Kumagai expected the earthquake and accompanying power cuts to reduce Japan’s gross domestic product by 0.6 percentage points, but forecasted that reconstruction investment would eventually claw back a large part of the decline. Other market economists took an even dimmer view, warning that reconstruction spending would exacerbate Japan’s public debt crisis, with government debt already standing at 228 percent of GDP, the highest in the industrialised world and twice the level of 1995, when the Kobe earthquake hit.

Ken Courtis, formerly vice-chairman of Goldman Sachs in Asia and now a founding partner of China-based Themes Investment Management, told the Sydney Morning Herald: “This earthquake symbolises the gravity and extent of the larger crisis facing Japan.”

Until Friday’s disaster, Japan had been labouring under the triple burdens of debt, deflation and an aging population. “Unless it can produce a decisive program for deep reform, Japan’s slow decrepitude will quicken under the added burden of reconstruction spending,” Courtis stated. “I have not been able to put together a credible scenario for Japan to solve its debt problem.”

Globally, as the Wall Street Journal noted, the Japanese disaster intensified “the ripple effects of the weekend euro-zone debt accord and the continuing crisis in Libya.” Credit Suisse strategist Shun Maruyama in Tokyo told the Journal: “We possibly cannot ignore the impact that this quake will have in terms of geographical span and scale—as well as the psychological impact.”

Because of the closely intertwined character of global production, the shutdowns in Japan will have knock-on effects throughout Asia and the world.
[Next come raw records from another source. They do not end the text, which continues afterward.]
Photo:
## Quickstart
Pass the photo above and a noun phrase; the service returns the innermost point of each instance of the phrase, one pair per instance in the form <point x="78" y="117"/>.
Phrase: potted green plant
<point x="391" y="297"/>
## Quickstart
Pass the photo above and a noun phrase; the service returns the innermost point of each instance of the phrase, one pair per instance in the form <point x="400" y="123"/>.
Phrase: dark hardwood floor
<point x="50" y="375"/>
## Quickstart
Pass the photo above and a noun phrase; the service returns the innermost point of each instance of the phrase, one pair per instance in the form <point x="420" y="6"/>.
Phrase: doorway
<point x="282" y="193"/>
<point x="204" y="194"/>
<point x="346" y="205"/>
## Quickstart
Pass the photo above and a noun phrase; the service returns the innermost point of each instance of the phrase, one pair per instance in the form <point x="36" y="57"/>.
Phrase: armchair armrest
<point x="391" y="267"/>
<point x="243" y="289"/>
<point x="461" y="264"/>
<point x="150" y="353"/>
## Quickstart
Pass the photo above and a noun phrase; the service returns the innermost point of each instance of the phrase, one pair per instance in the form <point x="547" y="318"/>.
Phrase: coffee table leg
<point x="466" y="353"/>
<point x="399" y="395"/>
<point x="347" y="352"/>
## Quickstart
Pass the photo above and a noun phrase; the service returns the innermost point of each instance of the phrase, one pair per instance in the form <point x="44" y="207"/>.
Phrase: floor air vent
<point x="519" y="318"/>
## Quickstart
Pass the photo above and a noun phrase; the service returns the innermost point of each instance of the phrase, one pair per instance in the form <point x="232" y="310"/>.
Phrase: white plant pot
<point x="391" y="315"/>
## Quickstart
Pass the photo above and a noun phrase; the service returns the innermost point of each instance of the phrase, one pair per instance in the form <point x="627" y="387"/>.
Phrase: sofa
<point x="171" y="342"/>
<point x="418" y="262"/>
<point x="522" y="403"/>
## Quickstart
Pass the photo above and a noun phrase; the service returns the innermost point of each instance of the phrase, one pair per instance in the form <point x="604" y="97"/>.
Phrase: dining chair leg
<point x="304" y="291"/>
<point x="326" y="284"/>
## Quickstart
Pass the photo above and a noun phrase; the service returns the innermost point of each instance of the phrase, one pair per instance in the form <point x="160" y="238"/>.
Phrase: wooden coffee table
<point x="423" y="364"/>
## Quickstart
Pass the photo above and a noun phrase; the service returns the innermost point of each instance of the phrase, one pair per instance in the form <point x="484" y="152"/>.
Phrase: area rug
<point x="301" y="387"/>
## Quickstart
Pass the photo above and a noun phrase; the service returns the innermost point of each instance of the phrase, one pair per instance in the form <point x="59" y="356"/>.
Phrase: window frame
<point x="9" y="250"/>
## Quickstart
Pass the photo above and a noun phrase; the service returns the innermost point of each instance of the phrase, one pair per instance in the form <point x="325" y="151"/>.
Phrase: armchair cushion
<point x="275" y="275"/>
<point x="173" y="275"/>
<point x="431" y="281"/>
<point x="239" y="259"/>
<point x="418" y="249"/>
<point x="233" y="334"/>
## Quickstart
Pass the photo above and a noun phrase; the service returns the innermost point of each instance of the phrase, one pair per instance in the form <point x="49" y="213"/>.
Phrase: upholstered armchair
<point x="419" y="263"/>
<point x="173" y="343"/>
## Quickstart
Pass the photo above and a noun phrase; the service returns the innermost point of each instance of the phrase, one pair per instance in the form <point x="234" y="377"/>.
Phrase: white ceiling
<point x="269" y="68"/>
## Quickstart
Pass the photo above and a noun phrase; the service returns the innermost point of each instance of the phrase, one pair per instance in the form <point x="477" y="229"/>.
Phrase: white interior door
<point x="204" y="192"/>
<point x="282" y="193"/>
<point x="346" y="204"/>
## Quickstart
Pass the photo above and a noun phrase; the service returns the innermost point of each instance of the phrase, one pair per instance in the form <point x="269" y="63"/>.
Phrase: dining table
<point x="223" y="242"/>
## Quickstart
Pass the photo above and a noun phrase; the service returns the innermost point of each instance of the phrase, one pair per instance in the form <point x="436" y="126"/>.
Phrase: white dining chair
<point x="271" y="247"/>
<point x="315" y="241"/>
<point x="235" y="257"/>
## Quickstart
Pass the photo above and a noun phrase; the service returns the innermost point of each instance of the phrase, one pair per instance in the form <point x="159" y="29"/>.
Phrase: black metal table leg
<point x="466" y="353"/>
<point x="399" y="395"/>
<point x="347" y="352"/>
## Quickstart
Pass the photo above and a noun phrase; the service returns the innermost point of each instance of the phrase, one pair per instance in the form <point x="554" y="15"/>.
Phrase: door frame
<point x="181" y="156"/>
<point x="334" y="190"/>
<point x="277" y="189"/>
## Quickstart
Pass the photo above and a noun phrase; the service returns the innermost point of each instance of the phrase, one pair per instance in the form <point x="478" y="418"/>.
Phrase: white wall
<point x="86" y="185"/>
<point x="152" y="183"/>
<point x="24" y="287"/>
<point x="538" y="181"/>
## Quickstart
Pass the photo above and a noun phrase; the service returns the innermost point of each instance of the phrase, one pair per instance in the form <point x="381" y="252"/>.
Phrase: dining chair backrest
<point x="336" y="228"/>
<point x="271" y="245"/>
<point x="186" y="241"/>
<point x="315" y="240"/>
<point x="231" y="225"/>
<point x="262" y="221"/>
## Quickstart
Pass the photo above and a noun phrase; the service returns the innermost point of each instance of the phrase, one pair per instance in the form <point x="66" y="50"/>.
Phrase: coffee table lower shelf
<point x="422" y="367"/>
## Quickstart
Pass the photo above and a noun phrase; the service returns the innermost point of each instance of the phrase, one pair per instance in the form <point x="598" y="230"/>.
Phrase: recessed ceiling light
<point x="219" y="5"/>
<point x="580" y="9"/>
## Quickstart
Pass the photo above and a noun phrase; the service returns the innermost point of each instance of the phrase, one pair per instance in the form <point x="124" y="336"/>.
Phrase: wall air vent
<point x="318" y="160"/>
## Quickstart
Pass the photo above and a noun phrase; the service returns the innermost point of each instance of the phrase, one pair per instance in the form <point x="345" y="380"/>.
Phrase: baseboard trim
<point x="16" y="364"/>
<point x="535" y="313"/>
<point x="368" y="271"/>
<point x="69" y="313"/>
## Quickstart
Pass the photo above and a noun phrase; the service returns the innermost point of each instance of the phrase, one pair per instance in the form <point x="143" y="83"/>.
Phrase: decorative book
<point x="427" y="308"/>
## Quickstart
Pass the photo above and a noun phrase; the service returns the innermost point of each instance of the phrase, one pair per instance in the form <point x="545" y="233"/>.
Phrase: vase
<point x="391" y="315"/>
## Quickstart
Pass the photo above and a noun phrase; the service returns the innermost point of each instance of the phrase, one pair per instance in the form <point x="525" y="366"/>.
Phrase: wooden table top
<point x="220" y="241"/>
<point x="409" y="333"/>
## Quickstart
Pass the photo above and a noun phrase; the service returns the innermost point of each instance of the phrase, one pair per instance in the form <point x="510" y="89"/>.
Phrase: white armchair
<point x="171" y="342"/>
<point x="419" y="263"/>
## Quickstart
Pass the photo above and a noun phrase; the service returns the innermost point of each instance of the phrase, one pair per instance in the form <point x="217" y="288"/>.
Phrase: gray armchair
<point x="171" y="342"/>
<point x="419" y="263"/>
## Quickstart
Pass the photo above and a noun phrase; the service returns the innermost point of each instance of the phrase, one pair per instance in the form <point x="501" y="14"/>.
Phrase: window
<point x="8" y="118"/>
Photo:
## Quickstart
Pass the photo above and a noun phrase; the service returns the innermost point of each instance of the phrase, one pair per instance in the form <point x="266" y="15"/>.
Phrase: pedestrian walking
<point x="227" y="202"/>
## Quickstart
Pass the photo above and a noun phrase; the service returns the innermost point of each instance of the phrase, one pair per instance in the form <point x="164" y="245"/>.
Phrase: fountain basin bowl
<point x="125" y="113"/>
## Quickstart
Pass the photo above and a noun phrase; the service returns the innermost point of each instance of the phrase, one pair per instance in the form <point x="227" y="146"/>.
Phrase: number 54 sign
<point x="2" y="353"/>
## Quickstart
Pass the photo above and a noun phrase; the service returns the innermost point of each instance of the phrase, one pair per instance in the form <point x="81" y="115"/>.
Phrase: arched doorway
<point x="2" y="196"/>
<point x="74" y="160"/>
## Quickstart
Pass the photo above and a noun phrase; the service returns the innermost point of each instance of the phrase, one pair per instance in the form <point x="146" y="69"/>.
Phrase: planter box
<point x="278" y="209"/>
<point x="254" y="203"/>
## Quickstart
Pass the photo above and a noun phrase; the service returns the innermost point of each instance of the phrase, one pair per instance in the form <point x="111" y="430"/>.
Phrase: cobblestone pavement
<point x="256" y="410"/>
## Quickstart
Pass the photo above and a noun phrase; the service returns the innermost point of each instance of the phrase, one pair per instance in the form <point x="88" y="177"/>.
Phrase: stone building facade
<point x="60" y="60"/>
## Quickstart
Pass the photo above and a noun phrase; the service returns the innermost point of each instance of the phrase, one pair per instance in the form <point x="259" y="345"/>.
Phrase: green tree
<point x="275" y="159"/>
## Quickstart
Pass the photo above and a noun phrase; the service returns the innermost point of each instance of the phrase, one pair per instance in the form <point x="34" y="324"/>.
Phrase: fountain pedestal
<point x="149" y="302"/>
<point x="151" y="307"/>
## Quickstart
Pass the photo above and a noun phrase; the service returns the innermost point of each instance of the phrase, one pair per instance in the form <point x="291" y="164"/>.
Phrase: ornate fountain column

Japan remains a critical part of the Asian and global economy despite recently losing its place as the world’s second largest economy after the US to China. It is the biggest source of foreign direct investment for some parts of Asia and a major purchaser of the iron ore, coal, natural gas and other commodities produced in Indonesia, Australia and elsewhere.

In China, on which world capitalism increasingly depends for markets and cheap labour, government officials said they believed the country’s economy would be only marginally affected, but they admitted that any protracted downturn in Japan could create problems. The economies of China and Japan are interconnected in numerous industries, including automobile and electronics manufacturing.

China has increasingly become a final-assembly hub for Japanese electronics in recent years, as Japanese firms have sought cheaper manufacturing operations. China is Japan’s largest export destination and Japan is the third-largest destination for Chinese exports, according to a report by Bank of America Merrill Lynch.

Global financial and energy markets could be severely affected. In 2010, Japanese savers invested $166 billion in other countries, the International Monetary Fund estimated. Japan was also one of the largest buyers of US Treasury bonds. The Wall Street Journal warned: “As Japan’s government and companies bring home the resources needed to rebuild, those capital flows could wane, pushing down the dollar and increasing US borrowing costs at a time when that country’s government debt level is also a matter of global concern.”

Japan is also the world’s No. 3 oil importer, after the US and China. Disruptions in production may limit Japan’s short-term demand for energy, but over time the shut nuclear plants could lead to increased imports of oil, natural gas and coal. Analysts estimate that replacing all of Japan’s nuclear capacity with oil would mean importing 375,000 more barrels a day on top of the current demand of about 4.25 million barrels.